This weekend a few improvements on map_rect went into Stan-math develop which is why I got curious how the current threading and MPI implementation fare against each other. When rerunning the benchmark from my StanCon 2018 contribution, I am getting now this:
As you can see:
the 1 core performance for MPI and threading is essentially the same
the scaling with more CPUs is really good for MPI and is a bit less good for threading
Very likely, the threading case is suffering from not using a thread-pool which results in re-creation of threads (and the memory for the AD tree needs reallocation). The forthcoming Intel TBB will introduce such a thread-pool and provide better scaling here (hopefully).
As a side-effect of bringing down the performance penalty of turning on threading we are now using a different technique to store things. The consequence of this is that map_rect does work with threading on Windows using the RTools gcc 4.9.3 compiler.
If people out there could actually confirm once more that map_rect now works on Windows with the gcc 4.9.3 from RTools, then that would be very reassuring. I have tested it and it’s now part of our testing suite - so it should all work now. To try this out one would need to download the current cmdstan develop branch.
I was more referring to people on the forum who have their models up and running. I saw a while ago that some Windows users even went to the trouble of running things inside of docker. Anyway, if you want to get the above up and running you can use the files attached.

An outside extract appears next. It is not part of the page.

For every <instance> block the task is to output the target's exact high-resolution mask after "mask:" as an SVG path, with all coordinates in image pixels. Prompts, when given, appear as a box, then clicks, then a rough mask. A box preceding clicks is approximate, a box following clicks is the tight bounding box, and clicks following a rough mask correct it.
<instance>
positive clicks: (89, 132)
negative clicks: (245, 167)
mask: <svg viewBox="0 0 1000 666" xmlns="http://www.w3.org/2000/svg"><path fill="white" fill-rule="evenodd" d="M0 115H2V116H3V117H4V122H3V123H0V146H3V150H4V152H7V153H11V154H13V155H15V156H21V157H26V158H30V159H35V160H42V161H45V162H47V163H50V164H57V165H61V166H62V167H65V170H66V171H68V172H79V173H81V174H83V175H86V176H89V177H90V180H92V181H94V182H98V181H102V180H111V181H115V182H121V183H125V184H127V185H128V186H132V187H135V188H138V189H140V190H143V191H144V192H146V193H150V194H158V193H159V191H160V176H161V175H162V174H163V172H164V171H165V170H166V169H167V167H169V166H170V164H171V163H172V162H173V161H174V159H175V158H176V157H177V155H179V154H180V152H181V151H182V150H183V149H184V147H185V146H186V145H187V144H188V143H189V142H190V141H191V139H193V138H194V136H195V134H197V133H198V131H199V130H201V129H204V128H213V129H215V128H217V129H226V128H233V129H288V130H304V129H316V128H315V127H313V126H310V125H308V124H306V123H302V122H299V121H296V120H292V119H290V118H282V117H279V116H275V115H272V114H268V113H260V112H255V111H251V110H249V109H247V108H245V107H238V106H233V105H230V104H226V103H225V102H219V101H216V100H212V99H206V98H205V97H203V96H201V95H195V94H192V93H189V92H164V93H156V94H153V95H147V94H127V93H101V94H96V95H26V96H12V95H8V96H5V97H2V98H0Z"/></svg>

I was still a bit bothered by the performance offset between MPI and threading as I was expecting that threading is just as fast as MPI with the recent TLS faster merge. Thinking about it I figured that maybe the threading program has inefficient memory allocation since we do not use a so-called scalable memory allocator which is so strongly advised to be used for multi-threaded applications. The scalable memory allocator essentially ensures memory locality wrt to the core which requests the memory. The nice thing is that with the Intel TBB we can simply link the Stan program against their malloc library and that replaces all malloc calls with a scalable malloc. Here is the result from that:
Given that I have not changed any code, but just linked against the tbbmalloc_proxy library this is a really nice result.
It also shows that multi-core stuff is more involved than one might think as memory locality is more complex (and our current approach to grow a single memory pool may not be adequate in fact, since the memory pool is always in the vicinity of the “main” core - but not all the others).
The above is based on the TLSv6 PR which will hopefully land in Stan-math soon.
These results suggest that we should push the Intel TBB into Stan-math sooner than later - just for the tbbmalloc_proxy it is worthwhile to do so, I think.
developTLS: uses threading with the TLS PR (STAN_THREADS is on)
developMPI: uses MPI (but STAN_THREADS is off)
developTLS_tbbmalloc: same as developTLS, but this one links in the libtbbmalloc_proxy - this leads to a scalable malloc being used
Where is the malloc pressure? In intermediate Eigen and std vector structures? There shouldn’t be any from the autodiff stack as that just happens once.
The malloc is happening once - that’s good - but that malloc happens close to whatever core is the main one, but in a multi-threaded application the allocated memory needs to be close to the core which is actually doing the work. That’s a different thing and means that memory locality is more complex to achieve.
MPI is a pain to program up and threading is much easier to setup and use for users. MPI will probably never work on Windows; threading is a lot easier to setup and far easier to develop with.
And, I mean, MPI has a perfect scalable allocation…so all what we need to take into account are the specifics of threading to get good performance. I very much hope that a backend which uses the Intel TBB for every parts of the parallelization will get use even closer to the MPI performance.
As I am building an R package based on Stan for third party users, I would like a confirmation if threading is dependent (or independent) of openMPI. In other words, is some MPI related framework needed or installing rstan and setting the right flags is enough?
When two pieces of data required by different cores are in the same cache line the entire line gets copied. The articles about that point make it sound like this can devolve into thrashing at the cache level where the line is copied back and forth.